Nanogenerator for dynamic stimuli detection and mechanical energy harvesting based on compressed SbSeI nanowires

In this paper, a novel fabrication technology for generating antimony selenoiodide (SbSeI) nanowire pellets is presented, and their application as piezoelectric nanogenerators is discussed. The prepared samples can be used to convert mechanical energy into electrical energy via the piezoelectric effect. The SbSeI nanowires are fabricated sonochemically and then compressed under high pressure (120 MPa). The morphological and electrical properties of the samples have been investigated using various techniques, including scanning electron microscopy, high-resolution transmission electron microscopy, and other electrical and piezoelectric measurements. The relationship between frequency of impact and the piezoelectric signal has been measured to calculate the output voltage and power produced by the nanogenerator.
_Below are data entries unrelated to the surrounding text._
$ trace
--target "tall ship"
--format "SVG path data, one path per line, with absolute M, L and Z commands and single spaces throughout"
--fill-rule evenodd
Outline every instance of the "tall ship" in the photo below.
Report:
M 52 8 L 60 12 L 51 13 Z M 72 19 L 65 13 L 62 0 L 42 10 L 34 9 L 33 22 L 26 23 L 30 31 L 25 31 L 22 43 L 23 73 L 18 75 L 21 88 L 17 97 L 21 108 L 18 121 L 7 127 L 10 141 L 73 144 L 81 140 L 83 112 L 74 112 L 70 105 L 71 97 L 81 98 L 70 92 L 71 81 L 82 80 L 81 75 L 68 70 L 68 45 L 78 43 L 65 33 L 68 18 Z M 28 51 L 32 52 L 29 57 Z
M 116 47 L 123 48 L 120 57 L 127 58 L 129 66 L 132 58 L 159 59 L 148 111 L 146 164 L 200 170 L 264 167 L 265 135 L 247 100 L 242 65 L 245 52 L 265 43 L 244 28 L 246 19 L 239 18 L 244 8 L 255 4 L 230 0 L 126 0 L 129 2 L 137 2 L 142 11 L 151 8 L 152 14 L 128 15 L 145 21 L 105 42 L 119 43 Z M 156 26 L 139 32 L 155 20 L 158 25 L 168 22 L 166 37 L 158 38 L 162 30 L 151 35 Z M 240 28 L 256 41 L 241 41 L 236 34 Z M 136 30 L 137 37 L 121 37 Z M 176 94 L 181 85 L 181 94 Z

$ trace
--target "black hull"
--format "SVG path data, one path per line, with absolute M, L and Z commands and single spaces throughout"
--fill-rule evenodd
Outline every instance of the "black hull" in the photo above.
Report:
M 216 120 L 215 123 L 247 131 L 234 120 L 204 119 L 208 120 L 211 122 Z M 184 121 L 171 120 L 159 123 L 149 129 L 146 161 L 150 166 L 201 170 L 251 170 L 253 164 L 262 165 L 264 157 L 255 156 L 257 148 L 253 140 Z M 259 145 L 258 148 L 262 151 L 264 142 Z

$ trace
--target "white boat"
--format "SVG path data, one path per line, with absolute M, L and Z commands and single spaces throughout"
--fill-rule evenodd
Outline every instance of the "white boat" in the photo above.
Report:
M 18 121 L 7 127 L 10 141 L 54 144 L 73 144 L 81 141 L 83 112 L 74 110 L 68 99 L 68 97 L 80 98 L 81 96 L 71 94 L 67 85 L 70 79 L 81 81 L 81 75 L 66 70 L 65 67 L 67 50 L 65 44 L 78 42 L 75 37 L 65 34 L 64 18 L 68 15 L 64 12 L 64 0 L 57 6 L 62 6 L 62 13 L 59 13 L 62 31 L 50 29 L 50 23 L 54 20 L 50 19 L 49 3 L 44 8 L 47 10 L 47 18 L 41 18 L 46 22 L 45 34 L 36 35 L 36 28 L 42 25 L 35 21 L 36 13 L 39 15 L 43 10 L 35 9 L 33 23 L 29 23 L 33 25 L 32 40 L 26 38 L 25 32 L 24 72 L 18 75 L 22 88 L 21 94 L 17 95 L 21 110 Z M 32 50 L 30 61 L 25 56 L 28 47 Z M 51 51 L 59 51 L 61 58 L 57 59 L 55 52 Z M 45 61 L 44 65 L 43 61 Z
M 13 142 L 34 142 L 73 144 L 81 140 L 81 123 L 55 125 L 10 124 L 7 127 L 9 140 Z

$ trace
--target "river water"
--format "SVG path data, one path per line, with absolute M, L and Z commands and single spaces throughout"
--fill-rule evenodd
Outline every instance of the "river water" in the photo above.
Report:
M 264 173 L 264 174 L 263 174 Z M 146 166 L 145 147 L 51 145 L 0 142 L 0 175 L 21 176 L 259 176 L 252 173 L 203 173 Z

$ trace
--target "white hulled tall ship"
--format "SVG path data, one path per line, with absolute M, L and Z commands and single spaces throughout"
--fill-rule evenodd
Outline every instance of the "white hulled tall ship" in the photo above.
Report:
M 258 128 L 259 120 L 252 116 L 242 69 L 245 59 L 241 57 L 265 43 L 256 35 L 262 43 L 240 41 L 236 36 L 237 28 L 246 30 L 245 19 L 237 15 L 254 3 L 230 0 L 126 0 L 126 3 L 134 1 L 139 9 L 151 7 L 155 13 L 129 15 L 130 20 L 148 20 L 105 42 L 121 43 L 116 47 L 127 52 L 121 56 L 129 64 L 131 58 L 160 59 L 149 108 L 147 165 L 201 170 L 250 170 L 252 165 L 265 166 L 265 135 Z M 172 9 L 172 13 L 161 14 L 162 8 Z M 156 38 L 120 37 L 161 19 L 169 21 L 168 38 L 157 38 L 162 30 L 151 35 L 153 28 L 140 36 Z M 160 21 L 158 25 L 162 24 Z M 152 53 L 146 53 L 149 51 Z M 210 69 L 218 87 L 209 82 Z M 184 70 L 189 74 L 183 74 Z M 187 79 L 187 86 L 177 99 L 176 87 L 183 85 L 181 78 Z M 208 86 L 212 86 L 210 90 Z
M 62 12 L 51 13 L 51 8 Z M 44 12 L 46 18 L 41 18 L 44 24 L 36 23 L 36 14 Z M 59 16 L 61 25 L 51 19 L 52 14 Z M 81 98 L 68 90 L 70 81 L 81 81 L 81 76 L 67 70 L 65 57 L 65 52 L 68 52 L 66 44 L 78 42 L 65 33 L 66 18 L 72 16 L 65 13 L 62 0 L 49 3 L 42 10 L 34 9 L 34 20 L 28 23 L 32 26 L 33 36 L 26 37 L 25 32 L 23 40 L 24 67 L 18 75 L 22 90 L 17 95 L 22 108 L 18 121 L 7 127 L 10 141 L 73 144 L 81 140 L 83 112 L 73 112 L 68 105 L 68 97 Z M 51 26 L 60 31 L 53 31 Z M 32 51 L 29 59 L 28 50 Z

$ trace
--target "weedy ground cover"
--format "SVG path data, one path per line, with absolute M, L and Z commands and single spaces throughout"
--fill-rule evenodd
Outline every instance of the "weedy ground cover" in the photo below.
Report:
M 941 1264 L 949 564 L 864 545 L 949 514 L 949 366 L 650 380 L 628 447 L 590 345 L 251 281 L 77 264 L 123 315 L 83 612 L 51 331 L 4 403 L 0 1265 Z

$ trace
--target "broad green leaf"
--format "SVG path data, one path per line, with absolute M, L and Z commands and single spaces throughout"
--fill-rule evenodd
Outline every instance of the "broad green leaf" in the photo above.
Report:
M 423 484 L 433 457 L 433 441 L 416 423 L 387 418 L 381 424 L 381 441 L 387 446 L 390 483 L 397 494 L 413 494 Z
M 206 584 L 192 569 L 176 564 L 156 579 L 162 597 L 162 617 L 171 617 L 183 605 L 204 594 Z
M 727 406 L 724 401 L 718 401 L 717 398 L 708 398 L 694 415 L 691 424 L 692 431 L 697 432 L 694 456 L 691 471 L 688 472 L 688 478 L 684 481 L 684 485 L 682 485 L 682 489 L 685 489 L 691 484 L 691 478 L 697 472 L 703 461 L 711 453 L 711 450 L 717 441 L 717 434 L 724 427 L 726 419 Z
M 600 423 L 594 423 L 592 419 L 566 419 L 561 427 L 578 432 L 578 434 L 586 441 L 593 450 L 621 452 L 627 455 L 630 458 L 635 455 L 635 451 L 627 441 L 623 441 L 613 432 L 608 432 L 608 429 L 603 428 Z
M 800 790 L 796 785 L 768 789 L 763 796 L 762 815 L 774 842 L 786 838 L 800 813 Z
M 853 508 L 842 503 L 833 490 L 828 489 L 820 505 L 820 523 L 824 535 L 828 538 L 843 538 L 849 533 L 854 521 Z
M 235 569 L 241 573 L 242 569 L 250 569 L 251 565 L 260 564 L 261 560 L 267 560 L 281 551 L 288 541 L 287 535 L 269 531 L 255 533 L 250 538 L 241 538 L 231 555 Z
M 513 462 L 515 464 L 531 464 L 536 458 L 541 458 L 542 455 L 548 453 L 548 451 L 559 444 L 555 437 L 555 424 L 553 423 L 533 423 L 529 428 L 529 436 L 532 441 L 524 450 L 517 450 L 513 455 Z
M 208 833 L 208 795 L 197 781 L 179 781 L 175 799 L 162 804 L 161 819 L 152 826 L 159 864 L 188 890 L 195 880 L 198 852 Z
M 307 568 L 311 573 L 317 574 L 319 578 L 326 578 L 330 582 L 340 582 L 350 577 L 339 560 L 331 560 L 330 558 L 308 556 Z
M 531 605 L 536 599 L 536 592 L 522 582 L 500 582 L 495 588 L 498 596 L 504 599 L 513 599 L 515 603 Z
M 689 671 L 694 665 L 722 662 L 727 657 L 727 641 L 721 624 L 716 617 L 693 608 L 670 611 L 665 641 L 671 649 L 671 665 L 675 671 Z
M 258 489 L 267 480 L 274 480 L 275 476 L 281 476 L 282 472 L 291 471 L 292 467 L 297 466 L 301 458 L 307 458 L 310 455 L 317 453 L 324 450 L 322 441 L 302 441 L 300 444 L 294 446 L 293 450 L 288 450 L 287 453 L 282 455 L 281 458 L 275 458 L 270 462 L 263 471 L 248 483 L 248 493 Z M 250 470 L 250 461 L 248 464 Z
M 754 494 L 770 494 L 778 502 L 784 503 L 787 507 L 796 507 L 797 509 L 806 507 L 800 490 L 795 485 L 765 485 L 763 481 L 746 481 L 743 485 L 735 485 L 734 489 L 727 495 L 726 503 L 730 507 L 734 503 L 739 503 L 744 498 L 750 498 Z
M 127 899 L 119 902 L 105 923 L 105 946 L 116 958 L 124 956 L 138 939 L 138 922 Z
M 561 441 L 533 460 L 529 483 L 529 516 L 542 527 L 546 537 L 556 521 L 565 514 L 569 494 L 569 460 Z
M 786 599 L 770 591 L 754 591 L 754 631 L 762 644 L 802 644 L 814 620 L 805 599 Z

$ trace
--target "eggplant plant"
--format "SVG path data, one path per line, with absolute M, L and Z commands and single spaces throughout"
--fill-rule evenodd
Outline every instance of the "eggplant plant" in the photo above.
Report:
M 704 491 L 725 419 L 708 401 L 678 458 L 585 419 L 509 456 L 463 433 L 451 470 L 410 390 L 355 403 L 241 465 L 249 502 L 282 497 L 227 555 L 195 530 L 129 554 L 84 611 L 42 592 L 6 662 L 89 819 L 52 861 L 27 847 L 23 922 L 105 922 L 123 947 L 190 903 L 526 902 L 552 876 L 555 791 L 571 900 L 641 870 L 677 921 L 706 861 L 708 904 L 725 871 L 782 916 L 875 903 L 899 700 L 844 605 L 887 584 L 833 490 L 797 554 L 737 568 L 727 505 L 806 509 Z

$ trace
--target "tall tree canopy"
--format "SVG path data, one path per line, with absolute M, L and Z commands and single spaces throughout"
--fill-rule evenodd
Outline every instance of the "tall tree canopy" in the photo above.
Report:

The maximum open circuit voltage of 384.7 (11) mV, corresponding to a maximum surface power density of 14.1 (21) nW⋅cm-2 and volume power density of 0.380 (83) μW⋅cm-3 has been achieved for periodic striking excitation with force of 17.8 N and resonant frequency of 70 Hz. The presented SbSeI nanogenerator has been found as promising for mechanical energy harvesting applications. Furthermore, it can also be employed as a self-powered sensor for the detection of dynamic pressure changes and vibrations with frequencies up to 200 Hz.